IDCの調査サービス「Worldwide Quarterly Personal Computing Device Tracker」の速報値に基づくと、全世界のPC出荷台数は前年同期の6400万台から増加しました。しかし、IDCは、メモリ不足や世界情勢の悪化が市場に影響を与え始めており、あらゆる地域で成長傾向が急激に低下していると指摘しています。特に、システム価格の上昇が続くため、今後のPC出荷台数はさらに減少するとの予測も示されました。

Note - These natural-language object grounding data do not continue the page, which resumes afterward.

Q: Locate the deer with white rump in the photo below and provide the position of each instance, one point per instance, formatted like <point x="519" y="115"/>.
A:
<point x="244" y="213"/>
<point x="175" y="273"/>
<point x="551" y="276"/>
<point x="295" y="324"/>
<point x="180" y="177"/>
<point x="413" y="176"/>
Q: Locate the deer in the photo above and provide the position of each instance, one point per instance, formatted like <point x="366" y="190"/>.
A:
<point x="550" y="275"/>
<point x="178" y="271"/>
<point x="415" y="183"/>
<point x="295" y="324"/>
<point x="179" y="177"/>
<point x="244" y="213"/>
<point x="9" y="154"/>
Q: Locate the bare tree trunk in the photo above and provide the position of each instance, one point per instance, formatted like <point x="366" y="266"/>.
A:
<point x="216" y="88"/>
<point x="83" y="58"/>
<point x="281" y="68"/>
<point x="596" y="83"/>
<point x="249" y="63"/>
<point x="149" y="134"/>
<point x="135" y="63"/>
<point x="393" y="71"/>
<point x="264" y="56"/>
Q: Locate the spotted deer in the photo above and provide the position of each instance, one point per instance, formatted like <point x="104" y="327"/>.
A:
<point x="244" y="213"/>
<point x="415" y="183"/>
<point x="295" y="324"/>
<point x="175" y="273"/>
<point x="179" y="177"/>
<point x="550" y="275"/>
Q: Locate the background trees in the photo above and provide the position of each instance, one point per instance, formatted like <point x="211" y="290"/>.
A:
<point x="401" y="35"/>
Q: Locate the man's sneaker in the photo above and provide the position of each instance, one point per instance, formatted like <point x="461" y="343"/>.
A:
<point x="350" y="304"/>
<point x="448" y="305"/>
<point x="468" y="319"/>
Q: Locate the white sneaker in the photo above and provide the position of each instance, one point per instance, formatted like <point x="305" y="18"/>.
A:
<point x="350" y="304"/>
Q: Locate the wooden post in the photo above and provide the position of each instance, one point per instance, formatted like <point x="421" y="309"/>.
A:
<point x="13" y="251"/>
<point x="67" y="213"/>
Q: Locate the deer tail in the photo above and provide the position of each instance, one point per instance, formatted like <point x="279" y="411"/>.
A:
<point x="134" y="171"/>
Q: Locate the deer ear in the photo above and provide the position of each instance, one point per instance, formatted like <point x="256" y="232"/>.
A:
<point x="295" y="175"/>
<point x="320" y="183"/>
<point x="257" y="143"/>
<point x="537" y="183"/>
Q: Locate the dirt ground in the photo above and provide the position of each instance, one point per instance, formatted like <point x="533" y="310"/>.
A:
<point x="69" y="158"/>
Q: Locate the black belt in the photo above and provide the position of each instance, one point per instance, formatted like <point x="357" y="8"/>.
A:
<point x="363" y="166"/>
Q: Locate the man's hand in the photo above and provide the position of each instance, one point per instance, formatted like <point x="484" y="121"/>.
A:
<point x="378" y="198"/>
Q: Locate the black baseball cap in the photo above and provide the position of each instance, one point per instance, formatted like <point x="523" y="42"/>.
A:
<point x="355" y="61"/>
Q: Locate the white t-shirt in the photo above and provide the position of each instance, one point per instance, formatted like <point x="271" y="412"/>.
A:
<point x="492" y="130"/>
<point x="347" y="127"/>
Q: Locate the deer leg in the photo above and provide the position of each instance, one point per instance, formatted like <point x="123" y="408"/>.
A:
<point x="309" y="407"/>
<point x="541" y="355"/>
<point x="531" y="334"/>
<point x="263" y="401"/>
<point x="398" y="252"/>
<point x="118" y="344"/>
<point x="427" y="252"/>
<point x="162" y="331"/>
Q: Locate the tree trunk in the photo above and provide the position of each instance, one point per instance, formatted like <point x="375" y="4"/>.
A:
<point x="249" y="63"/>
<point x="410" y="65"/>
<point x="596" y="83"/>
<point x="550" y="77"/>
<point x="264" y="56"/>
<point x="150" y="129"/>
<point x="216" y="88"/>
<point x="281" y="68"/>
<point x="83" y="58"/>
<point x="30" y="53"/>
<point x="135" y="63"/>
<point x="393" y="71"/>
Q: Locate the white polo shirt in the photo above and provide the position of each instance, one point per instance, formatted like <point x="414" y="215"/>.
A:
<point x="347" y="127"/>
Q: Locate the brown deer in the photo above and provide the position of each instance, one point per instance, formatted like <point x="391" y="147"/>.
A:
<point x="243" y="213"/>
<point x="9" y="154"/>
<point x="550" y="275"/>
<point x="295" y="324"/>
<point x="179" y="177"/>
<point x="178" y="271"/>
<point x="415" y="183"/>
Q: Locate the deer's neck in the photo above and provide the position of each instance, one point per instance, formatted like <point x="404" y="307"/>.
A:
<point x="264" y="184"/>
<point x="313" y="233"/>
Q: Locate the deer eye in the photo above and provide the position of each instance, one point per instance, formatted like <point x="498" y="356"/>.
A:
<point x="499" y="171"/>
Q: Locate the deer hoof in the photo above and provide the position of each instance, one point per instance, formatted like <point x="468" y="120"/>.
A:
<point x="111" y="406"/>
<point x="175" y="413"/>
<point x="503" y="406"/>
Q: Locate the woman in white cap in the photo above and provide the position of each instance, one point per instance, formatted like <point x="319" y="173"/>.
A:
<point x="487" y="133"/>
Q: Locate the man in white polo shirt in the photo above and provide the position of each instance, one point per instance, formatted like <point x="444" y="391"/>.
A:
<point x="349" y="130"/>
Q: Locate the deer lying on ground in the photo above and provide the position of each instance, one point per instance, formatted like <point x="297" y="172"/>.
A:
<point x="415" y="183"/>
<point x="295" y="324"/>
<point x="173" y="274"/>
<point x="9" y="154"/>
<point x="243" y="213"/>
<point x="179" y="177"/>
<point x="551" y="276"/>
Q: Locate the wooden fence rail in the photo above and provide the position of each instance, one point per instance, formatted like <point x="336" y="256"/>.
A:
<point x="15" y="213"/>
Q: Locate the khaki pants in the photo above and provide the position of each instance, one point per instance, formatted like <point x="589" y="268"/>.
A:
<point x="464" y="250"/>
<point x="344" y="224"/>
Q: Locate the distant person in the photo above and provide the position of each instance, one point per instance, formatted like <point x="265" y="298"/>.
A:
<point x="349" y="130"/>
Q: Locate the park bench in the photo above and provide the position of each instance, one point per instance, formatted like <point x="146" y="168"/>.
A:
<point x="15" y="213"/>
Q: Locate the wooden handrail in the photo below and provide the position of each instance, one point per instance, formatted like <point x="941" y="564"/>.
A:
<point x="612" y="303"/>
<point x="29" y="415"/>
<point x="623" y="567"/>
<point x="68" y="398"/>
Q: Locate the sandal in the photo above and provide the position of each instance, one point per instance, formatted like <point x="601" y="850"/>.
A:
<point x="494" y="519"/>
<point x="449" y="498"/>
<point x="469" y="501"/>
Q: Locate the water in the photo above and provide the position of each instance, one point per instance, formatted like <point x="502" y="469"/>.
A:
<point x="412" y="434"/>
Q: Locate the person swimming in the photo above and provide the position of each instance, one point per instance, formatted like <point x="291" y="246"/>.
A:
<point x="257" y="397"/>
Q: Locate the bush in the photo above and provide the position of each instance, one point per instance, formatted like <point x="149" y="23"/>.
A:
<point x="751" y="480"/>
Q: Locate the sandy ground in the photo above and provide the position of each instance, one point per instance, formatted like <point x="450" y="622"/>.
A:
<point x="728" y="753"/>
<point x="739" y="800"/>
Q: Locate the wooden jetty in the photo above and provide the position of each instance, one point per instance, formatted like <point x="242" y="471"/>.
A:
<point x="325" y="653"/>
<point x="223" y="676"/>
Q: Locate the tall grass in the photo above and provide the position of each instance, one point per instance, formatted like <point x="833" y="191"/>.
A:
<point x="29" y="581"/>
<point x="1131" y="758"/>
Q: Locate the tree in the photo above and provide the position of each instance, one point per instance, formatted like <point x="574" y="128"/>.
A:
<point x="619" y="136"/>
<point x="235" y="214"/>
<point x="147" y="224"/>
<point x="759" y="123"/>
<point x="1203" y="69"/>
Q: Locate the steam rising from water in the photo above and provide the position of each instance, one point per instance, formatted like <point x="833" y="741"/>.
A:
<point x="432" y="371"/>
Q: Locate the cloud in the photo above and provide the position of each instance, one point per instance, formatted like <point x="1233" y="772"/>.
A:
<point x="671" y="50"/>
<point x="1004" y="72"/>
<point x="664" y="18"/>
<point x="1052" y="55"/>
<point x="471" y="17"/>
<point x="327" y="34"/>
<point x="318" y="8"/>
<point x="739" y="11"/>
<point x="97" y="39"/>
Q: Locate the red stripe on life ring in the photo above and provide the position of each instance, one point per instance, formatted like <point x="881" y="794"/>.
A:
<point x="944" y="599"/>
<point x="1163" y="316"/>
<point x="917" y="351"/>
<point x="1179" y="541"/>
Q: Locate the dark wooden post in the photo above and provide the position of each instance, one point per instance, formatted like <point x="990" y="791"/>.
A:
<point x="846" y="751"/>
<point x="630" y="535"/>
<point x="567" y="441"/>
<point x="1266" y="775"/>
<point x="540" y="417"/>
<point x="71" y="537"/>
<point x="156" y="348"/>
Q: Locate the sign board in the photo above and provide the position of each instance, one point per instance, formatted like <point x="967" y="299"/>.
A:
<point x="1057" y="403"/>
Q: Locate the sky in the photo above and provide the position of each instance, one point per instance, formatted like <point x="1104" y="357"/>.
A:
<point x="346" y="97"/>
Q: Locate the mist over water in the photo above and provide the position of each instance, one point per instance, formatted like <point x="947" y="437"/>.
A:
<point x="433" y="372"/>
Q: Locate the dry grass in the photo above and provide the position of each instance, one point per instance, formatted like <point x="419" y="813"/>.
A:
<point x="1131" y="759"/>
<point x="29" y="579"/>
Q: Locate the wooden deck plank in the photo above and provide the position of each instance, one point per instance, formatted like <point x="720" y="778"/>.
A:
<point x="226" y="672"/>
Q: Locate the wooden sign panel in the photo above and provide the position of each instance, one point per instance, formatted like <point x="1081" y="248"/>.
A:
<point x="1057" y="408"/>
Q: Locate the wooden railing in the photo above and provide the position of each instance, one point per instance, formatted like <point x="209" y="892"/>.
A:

詳細な市場シェアを見ると、ASUSが前年同期比17.1%増と最も高い成長率を記録し、480万台の出荷台数を達成しました。一方、HPは前年同期比で-4.9%とマイナス成長となり、その他セグメントも-6.2%と減少しました。Appleは9.1%増で620万台、Lenovoは8.6%増で1650万台と、主要メーカーは概ね成長を維持しています。
また、IDCのシニアリサーチアナリストであるアイザック・ンガティア氏は、中東での紛争が新たな変動要因となり、エネルギーコストや貨物運賃の高騰が世界の物流に大きな負担をかけていると警鐘を鳴らしています。特にアジアとEMEAを結ぶ海上輸送ルートの混乱や、高額化する航空貨物への切り替えが、バリューチェーン全体を通じてエンドユーザーへのPC価格上昇圧力となる可能性を指摘しています。
背景
PC市場はAI需要の急増を背景に高い成長が期待されていましたが、同時に世界的なメモリ不足や地政学的なリスクが懸念されていました。本レポートは、これらの複雑な要因が混在する中で、実際に市場がどのような動きを見せているかを定量的に分析したものです。
重要用語解説
- メモリ不足: AIや高性能デバイスの需要増に伴い、半導体や記憶媒体(メモリ)の供給が追いつかず、品薄状態となる現象。PCやゲーム機などの製造コストと供給に影響を及ぼす。
- Worldwide Quarterly Personal Computing Device Tracker: IDCが提供する、デスクトップPC、ノートPC、ワークステーションなど、パーソナルコンピューティングデバイスの四半期ごとの出荷台数を追跡・分析する調査サービス。
- バリューチェーン: 製品が原材料から最終消費者の手に渡るまでの、一連の供給プロセス全体。物流コストや価格上昇がこのチェーン全体に波及する。
- 影響: 短期的な出荷台数の成長は確認されたものの、メモリ不足や物流コストの高騰が構造的な課題として浮き彫りになりました。今後は、部品コストの上昇が価格転嫁を促し、消費者の購買意欲を抑制する可能性が高く、市場の成長鈍化が予想されます。企業はサプライチェーンの多様化とコスト管理が急務です。